マイクロファイナンスは女性が借り手の大半

世界には数多くのマイクロファイナンス機関が存在しますが、その大半が、貧困層の「女性」をターゲットにしています。例えば、ICICI銀行のマイクロファイナンスは基本的に女性だけのグループを対象にしていますし、グラミン銀行でも借り手の97%が女性です。世界全体では、利用者の8割が女性と推計されています。

グラミン銀行の始まりは、創始者であるムハマド・ユヌスが、貧しい村の女性達に同情して、ポケットマネーでお金を貸したことでした。貸したのは全部で42人でしたが、総額でたったの27ドルに過ぎませんでした。しかし女性達は、この27ドルで闇金から高利で借りていた借金を返済し、負の連鎖を断ち切ることが出来たのです。そして貸した27ドルは、ユヌスの元へしっかり全額が返済されました。

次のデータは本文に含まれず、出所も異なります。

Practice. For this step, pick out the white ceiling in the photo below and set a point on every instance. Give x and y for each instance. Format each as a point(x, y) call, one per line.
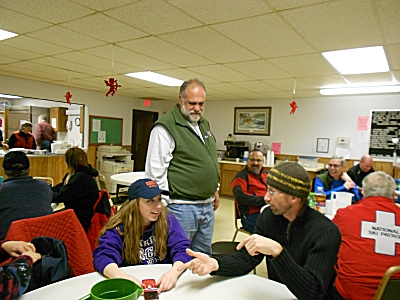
point(241, 49)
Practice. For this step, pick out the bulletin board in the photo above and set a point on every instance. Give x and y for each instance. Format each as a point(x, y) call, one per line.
point(385, 125)
point(105, 130)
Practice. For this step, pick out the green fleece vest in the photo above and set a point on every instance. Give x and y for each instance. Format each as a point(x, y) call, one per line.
point(193, 173)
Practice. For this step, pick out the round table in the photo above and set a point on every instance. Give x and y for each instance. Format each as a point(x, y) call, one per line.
point(189, 286)
point(127, 178)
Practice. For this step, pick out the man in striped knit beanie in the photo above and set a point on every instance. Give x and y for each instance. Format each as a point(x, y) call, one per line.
point(300, 244)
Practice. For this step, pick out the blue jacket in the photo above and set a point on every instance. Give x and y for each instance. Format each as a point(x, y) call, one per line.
point(111, 243)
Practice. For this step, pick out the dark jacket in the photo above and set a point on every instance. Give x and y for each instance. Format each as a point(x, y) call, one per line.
point(80, 194)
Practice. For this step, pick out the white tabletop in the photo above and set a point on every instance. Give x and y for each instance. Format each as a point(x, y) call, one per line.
point(189, 286)
point(127, 178)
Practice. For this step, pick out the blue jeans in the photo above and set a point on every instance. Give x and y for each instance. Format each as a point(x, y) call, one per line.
point(197, 221)
point(249, 221)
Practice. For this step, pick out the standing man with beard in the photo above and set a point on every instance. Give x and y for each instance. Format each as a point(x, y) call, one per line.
point(336, 180)
point(249, 187)
point(182, 158)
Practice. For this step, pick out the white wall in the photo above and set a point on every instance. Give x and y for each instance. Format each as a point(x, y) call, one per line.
point(328, 117)
point(96, 103)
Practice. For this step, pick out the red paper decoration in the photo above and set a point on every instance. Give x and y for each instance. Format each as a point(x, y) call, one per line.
point(113, 86)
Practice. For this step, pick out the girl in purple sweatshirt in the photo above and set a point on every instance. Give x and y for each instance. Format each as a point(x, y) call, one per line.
point(142, 232)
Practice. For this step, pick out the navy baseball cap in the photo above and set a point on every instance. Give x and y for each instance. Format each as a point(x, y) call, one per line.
point(145, 188)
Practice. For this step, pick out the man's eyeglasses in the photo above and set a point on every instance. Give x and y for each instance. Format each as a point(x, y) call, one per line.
point(334, 166)
point(273, 193)
point(256, 160)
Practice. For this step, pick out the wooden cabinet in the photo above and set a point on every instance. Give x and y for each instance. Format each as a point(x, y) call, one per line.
point(58, 118)
point(228, 172)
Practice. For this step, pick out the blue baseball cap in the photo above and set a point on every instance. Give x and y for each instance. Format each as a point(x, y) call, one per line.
point(145, 188)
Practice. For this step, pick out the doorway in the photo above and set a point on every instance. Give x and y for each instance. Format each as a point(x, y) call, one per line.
point(142, 121)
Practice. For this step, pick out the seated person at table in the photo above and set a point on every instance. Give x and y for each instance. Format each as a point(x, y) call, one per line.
point(15, 276)
point(78, 189)
point(360, 171)
point(142, 232)
point(22, 138)
point(21, 196)
point(336, 180)
point(370, 244)
point(300, 244)
point(249, 187)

このことでユヌスは、わずかな金でも貧困層を救うことが出来ることと共に、「貧困層への融資は金にならない」という金融業界の常識が誤りであることに気付きます。貧困層は融資をしっかり返済する〜つまりビジネスとしても十分成立するという確信を、自らの実体験で得たのです。

そして、ユヌスのマイクロクレジット構想の中心は、約束通りお金を返済した女性達です。この仕組みは、女性中心でなければ十分に機能しないと考えたのです。

理由は女性の方が有意義にお金が活用されること

マイクロファイナンスが女性中心である理由の一つは、家計を預かっている妻が収入を得れば、家庭全体が豊かになる傾向が強いことです。一方で夫・男性への融資は、祭り事や飲み食い、果ては博打で散財するなど、無駄遣いされる傾向が高いことも挙げられます。この傾向は、国が変わってもほとんど同じだそうで、男女の本能的な違いなのかも知れません。

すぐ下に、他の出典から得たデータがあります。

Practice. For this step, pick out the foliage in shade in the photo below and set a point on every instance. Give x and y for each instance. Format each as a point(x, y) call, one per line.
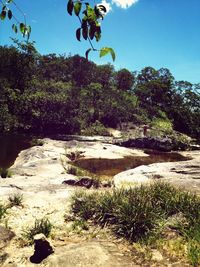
point(58, 94)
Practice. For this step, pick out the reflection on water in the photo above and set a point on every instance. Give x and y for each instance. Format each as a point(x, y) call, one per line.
point(110, 167)
point(10, 146)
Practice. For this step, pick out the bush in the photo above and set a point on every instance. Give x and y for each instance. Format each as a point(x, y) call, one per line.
point(15, 200)
point(4, 173)
point(134, 213)
point(43, 226)
point(3, 210)
point(164, 126)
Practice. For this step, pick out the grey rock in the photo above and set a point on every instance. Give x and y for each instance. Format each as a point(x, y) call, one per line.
point(5, 236)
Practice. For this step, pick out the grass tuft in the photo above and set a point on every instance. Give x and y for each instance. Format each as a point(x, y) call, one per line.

また何処の国でも、食べ物に苦しむ家計では、妻の食事が最も後回しにされる傾向が強いようです。これも世界共通の傾向ですが、女性の地位というのは男性に比べて圧倒的に低く、それが途上国であればあるほど酷くなります。社会的弱者である彼女たちを助けることこそ、貧困解決への優先課題でもあるのです。

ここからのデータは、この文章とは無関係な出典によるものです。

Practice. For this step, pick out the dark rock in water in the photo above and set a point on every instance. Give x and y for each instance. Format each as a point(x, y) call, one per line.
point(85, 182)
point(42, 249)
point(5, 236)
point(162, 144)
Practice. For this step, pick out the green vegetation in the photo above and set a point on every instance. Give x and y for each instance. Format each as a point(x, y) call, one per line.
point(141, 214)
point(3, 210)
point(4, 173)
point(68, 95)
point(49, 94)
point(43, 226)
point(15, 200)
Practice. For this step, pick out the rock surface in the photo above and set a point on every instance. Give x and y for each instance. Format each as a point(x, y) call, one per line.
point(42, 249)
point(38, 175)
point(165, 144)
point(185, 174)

そして最大の理由は、ほとんどのマイクロファイナンス機関が、各村毎にグループを形成させて「連帯責任制」を取らせる形で、融資を行うことにあります。女性は、子育てや炊事・洗濯などで村内の「横の連携」が強い傾向があります。ゆえに、他の人に迷惑を掛ければ村中で肩身が狭くなり、生きていけなくなるというプレッシャーが連帯責任制を機能させ、返済率を上げることに繋がるのです。